Thursday, 25 April 2013

Craigslist Cantata  is a refreshing hit of bubbly

Cyber-ad snippets from Craigslist thrust into a crisp and bubbly cabaret motif is what you see and what you get in ACT’s 2013 re-mount of last year’s PuSh Festival hit Do You Want What I Have Got? A Craigslist Cantata (CC).

CC is a show offbeat and quirky and wholly original with music and acting vignettes to match : the standing ovation it received opening night was genuine and spontaneous, not one of those valentine candy hearts Vancouverites hand out ritually.

It’s the creation of Bill Richardson, noted CBC radio host, along with local indie composer Veda Hille who prides herself on scripting “eccentric musicals”.  In the current production Marguerite Witvoet takes her place; she thumps the baby grand on stage and sings gustily just like my a cappella teacher used to do.

CC features some 40-odd song-bites taken directly from or inspired by actual Craigslist want ads, the majority source being the “Missed Connections” link under the “Personals” category off that site. All of the material ranges from the curious to the obscure and plain perverse, like the guy offering to look after peoples’ pets once Jesus “raptures” them.

During the closing medley of one-liners a choir of posters identify themselves or the object of their desire – such as “You were the one who threw up on Skytrain” (?!). The natural rhetorical question from Missed Connections is then posed : “What’s the chance you’ll read this, and if you do you’ll say ‘Who needs this…’!”

All the tunes are performed by four actors who rhyme off the mini-stories Richardson anthologized and Hille put her musical magic wand to. Strongest performances opening night were from Bree Greig whose big voice and snappy footwork keep her in primary focus. Her number enumerating the qualities the new roommate she seeks must not have was a true crowd-pleaser. But fact is the newcomer to the current production, Jessie-winning Josh Epstein, gives as good as Greig in both voice and stage action. His bit as an Eastern Euro reaching out to the black-black lady whom he swoon-dances to was choreographed wonderfully – utterly tight and true bit of cabaret the crowd cheered over.

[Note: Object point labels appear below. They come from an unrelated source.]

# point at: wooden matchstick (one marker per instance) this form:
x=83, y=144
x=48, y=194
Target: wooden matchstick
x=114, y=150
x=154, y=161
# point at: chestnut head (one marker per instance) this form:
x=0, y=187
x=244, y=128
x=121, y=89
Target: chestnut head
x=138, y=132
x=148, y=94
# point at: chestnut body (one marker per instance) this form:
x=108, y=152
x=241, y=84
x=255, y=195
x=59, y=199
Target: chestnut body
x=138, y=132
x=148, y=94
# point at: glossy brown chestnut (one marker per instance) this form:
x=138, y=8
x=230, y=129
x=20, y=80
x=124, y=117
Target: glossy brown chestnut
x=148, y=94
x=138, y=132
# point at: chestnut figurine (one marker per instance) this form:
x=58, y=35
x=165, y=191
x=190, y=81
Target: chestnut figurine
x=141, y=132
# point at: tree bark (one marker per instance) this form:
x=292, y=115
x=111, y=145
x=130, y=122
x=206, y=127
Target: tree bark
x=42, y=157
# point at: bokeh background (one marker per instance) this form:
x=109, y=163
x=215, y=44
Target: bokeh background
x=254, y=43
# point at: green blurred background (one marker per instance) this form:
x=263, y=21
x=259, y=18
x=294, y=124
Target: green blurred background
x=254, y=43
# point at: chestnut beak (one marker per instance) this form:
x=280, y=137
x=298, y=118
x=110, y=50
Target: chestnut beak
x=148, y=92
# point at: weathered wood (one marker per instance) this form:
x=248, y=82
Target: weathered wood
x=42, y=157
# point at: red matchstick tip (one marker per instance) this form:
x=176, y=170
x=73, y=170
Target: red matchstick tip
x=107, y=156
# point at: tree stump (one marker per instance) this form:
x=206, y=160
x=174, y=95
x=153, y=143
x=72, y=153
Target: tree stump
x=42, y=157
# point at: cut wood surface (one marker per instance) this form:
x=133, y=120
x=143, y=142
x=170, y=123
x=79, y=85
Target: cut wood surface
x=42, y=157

J. Cameron Barnett turns in many poignant takes, particularly in two bits, one where he writes to a clown in stilts he saw downtown: “I was the guy who took your picture, I am single, living mid-town, I’d like to take you out to dance, and more…” though the slapstick dry hump stage direction was just wrong. In another bit he reaches out into the cybervoid to find a man “to get together and drink coffee and hug – in our underwear – I’m not gay or anything – it’s sort of a male-bonding thing.” This one he milks of its every campy, wincing ounce.

Selina Martin’s husky voice turned in a touching story of the woman trying to find new homes for 14 hats she’d made over the years for her cherished cat Snowman, who’d just died. Martin also riffs nicely on electric guitar as well as taking a violin bow to a carpenter's saw in one number with haunting effect. Her singing and guitar in “looking for a metal-head roommate for a metal-head house” was big sound and big laugh both.

Director Amiel Gladstone exploits his cast wonderfully well. The quick-step blocking and pirouette staging envelop the intimate Revue Stage room. Resident set designer Ted Roberts suspends a variety of lamps and lampshades above the stage, mostly 70’s macramé and parchment paper balls plus ersatz Victorian chandeliers, all of which symbolize how styles tend to recycle. Costumes by Darryl Milot could be Commercial Drive either 1969 or 2013, effective eclectics, more recycling. Lighting by John Webber was very cleverly designed to highlight individual performers on isolated squidges of stage at a time.

Noteworthy is that the title of the piece is really just the last half of a couplet that is reprised wistfully four or five times throughout the night : “God I want what you have – do you want what I have got…?” What these anonymous cyber-adsters reveal is primarily what they “have got” is the human condition rampant in today's first world : lifestyles that are goofy and weird and superficial and largely innocent, much of the time. 

But the ache of what French sociologist Emile Durkheim termed back in fin de siecle 19th century as anomie – peoples’ longing and desperation and disorientation in a world where competition is god and social isolation is almost epidemic. This existential ache is a lingering afternote in every song and lyric Hille and Richardson produce. 

Nevermind what it might have been 100+ years ago in the industrial revolution before women had the vote. Take to-day's "advances" on all that through technology. Everyone knows there is no soul in cyberspace – but somehow a lot of folks just can’t stop looking for it there anyway. Their virtual lives crave virtual love and that's all they get –if they're "lucky". A bit melancholy all this stuff for sure, even with its  instances of ironic humour. 

But the big picture is that CC is clever writ very large indeed, one of the most refreshing and effervescent evenings of Vancouver theatre BLR has enjoyed in the year-plus this blog has run. And run you should, too, to take this in – quick-quick-quick – in the short month it’s here. Until May 18th.